- Builder: Sächsische Maschinenfabrik, Chemnitz
- Build date: 1890/1891
- Total produced: 2
- Gauge: 1,435 mm (4 ft 8+1⁄2 in)
- Driver dia.: 1,120 mm (3 ft 8 in)
- Length:: ​
- • Over beams: 9,934 mm (32 ft 7 in)
- Axle load: 12.8 tonnes (12.6 long tons; 14.1 short tons)
- Adhesive weight: 51.1 tonnes (50.3 long tons; 56.3 short tons)
- Empty weight: 43.8 tonnes (43.1 long tons; 48.3 short tons)
- Service weight: 54.4 tonnes (53.5 long tons; 60.0 short tons)
- Fuel capacity: 1.7 tonnes (1.7 long tons; 1.9 short tons)
- Water cap.: 5.15 m^{3} (1,130 imp gal)
- Boiler:: ​
- No. of heating tubes: 174
- Heating tube length: 3,700 mm (12 ft 1+3⁄4 in)
- Boiler pressure: 12 kg/cm^{2} (1,180 kPa; 171 psi)
- Heating surface:: ​
- • Firebox: 1.4 m^{2} (15 sq ft)
- • Radiative: 5.5 m^{2} (59 sq ft)
- • Tubes: 80.9 m^{2} (871 sq ft)
- • Evaporative: 86.4 m^{2} (930 sq ft)
- Cylinders: 4
- High-pressure cylinder: 300 millimetres (11+13⁄16 in)
- Low-pressure cylinder: 460 millimetres (18+1⁄8 in)
- Piston stroke: 533 millimetres (21 in)
- Valve gear: Walschaerts (Heusinger)
- Loco brake: Steam brake; counterweight brake;
- Maximum speed: 45 km/h (28 mph)
- Tractive effort:: ​
- • Starting: 50 kN (11,000 lbf)
- Numbers: 822/823 from 1892: 1399/1400
- Retired: 1922

= Saxon M I TV =

Class of 2 German 0-4-4-0T Meyer locomotives

The Saxon class M I TV was a class of two German 0-4-4-0 Meyer tank locomotives built for the Royal Saxon State Railways (de)

== History ==
In 1890, the Sächsische Maschinenfabrik in Chemnitz developed a Günther-Meyer articulated locomotive for operation on the winding branch lines of the Ore Mountains. However, only two locomotives with the serial numbers 1658 and 1659 were built. The two locomotives were given the fleet numbers 822 and 823 and the names RASCHAU and CROTTENDORF.

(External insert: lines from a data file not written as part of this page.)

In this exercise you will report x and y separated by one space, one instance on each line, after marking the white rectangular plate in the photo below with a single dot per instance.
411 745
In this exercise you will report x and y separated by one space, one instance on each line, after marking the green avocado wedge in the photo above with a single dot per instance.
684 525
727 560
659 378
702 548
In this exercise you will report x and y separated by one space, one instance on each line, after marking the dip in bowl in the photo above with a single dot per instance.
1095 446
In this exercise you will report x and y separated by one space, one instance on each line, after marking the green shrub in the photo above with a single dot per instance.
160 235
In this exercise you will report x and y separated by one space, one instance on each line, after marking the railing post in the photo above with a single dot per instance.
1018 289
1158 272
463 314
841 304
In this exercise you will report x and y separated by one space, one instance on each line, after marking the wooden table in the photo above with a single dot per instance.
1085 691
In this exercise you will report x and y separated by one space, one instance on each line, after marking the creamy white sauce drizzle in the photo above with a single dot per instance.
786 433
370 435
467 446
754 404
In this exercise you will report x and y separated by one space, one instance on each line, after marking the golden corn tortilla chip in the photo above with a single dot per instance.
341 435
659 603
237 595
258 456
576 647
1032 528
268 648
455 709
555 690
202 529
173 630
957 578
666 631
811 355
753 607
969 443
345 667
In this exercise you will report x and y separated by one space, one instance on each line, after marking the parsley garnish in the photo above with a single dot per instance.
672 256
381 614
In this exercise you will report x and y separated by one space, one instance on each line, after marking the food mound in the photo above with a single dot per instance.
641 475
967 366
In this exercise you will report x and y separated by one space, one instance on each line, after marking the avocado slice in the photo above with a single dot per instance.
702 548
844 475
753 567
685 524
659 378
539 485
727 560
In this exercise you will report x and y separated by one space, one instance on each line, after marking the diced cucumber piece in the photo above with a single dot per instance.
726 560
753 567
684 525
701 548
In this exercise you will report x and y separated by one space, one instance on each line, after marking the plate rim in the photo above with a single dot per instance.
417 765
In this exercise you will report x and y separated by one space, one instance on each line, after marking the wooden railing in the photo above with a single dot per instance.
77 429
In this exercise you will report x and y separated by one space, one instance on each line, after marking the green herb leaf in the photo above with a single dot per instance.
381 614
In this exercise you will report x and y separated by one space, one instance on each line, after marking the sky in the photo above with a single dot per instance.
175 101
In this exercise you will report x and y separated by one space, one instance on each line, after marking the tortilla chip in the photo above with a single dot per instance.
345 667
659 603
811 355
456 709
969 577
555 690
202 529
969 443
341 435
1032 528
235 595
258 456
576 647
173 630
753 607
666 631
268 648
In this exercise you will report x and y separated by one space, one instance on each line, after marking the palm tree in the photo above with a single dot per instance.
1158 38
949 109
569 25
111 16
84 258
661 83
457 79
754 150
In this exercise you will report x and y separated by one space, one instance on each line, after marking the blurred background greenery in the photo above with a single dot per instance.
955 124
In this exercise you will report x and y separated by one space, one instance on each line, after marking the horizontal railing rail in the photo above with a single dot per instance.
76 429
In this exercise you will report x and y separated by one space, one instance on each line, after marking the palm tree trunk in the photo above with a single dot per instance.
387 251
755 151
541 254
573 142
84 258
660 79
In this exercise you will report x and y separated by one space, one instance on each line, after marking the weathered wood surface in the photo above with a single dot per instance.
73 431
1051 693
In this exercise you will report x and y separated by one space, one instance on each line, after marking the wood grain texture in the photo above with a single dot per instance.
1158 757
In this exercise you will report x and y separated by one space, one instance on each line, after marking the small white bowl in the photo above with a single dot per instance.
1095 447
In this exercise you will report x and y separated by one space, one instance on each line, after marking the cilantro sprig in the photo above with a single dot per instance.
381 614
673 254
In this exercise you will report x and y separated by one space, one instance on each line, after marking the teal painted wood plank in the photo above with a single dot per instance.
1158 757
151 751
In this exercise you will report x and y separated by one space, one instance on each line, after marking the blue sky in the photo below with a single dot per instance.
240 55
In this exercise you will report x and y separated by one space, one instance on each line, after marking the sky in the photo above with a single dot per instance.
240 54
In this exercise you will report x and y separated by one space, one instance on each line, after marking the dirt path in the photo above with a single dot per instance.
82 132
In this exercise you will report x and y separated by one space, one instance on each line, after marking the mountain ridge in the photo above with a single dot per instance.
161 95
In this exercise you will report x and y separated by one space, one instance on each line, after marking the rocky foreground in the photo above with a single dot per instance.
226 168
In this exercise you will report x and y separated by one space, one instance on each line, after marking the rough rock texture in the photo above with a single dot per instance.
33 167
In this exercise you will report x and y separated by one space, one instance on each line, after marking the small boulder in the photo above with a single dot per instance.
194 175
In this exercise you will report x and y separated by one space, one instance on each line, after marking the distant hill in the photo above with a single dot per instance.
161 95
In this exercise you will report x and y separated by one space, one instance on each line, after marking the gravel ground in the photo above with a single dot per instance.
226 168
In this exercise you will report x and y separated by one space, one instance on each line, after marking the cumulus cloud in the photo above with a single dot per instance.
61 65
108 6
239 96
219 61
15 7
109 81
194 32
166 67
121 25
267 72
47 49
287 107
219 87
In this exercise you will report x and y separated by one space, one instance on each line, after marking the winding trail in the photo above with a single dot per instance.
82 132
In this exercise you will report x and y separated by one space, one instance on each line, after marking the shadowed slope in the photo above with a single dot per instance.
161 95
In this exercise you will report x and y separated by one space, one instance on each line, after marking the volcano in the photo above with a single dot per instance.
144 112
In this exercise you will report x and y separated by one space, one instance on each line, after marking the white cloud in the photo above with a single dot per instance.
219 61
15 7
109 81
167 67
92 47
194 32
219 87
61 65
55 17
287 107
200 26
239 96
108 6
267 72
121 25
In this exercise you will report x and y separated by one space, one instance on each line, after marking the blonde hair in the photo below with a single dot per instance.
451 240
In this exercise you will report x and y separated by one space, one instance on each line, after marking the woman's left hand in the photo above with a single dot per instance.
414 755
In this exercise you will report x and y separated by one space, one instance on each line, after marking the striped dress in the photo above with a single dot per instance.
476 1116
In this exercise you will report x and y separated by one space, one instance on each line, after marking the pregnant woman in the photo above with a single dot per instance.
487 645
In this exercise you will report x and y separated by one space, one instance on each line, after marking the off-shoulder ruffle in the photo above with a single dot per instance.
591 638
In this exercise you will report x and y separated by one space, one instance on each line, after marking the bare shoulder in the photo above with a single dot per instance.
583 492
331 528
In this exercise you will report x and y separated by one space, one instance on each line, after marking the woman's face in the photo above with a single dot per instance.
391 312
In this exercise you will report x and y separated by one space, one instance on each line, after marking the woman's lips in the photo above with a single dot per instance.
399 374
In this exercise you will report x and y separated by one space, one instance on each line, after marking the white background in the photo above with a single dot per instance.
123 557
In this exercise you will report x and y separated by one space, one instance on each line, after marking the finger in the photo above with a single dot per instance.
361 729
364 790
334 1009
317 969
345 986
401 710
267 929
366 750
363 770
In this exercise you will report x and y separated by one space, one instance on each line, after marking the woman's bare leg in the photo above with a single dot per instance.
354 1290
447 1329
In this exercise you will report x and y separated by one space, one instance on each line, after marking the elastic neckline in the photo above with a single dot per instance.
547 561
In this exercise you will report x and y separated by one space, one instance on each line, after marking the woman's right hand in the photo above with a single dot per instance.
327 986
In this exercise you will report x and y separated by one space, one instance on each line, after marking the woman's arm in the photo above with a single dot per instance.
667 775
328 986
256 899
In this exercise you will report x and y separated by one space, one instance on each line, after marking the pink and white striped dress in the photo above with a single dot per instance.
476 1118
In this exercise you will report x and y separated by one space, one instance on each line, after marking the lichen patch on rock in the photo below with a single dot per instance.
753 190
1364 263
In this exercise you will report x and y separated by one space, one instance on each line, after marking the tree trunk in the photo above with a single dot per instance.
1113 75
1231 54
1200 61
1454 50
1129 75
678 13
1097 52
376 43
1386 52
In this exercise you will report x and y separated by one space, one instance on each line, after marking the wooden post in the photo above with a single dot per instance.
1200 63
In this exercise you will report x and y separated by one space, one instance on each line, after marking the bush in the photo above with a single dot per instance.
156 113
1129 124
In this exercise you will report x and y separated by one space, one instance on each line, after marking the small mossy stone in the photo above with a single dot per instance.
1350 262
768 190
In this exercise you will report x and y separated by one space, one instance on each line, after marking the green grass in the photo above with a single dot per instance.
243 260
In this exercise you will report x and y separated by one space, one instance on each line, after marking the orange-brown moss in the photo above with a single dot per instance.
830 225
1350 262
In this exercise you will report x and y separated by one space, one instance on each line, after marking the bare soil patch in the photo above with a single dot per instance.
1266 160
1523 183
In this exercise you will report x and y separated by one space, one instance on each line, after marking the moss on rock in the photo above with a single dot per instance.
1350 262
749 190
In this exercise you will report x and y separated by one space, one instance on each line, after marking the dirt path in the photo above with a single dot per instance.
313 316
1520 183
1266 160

Initially, they were classified as H M I TV. From 1896 they were then called M I TV; from 1900 they were referred to as I TV.

The locomotives did not prove themselves, so initially no further locomotives of this type were procured. The locomotives tended to run unevenly, especially at higher speeds. In addition, there was an increased tendency to slip when starting. Similar locomotives were procured for the Saxon narrow-gauge railways as class IV K from 1892.

It was only after the turn of the century that powerful and particularly curvy locomotives were needed for the Windbergbahn near Dresden that locomotives of the same type were built. However, these differed significantly from the original design (see Saxon I TV).

The two M I TV locomotives were withdrawn from service in 1922, and the Deutsche Reichsbahn gave them no new numbers.

== Technical features ==
The locomotives had a two-ring boiler with a Crampton firebox. Two non-lifting Friedmann injectors were used to feed the boiler

The steam circuit was designed as a four-cylinder compound drive with Walschaerts valve gear (Heusinger) and flat slide valves. The smaller high-pressure cylinders were on the rear bogie, the larger low-pressure cylinders on the front bogie. The bogies were connected by a coupling iron in order to reduce any counter-rotating movements.

The water supply was housed in side tanks. The coal was located in a bunker behind the driver's cab.

The locomotives originally only had a steam brake as braking equipment, supplemented by a counterweight brake. Westinghouse air brakes were later retrofitted.

As special equipment, they were provided with a Latowski-type of steam-driven bell.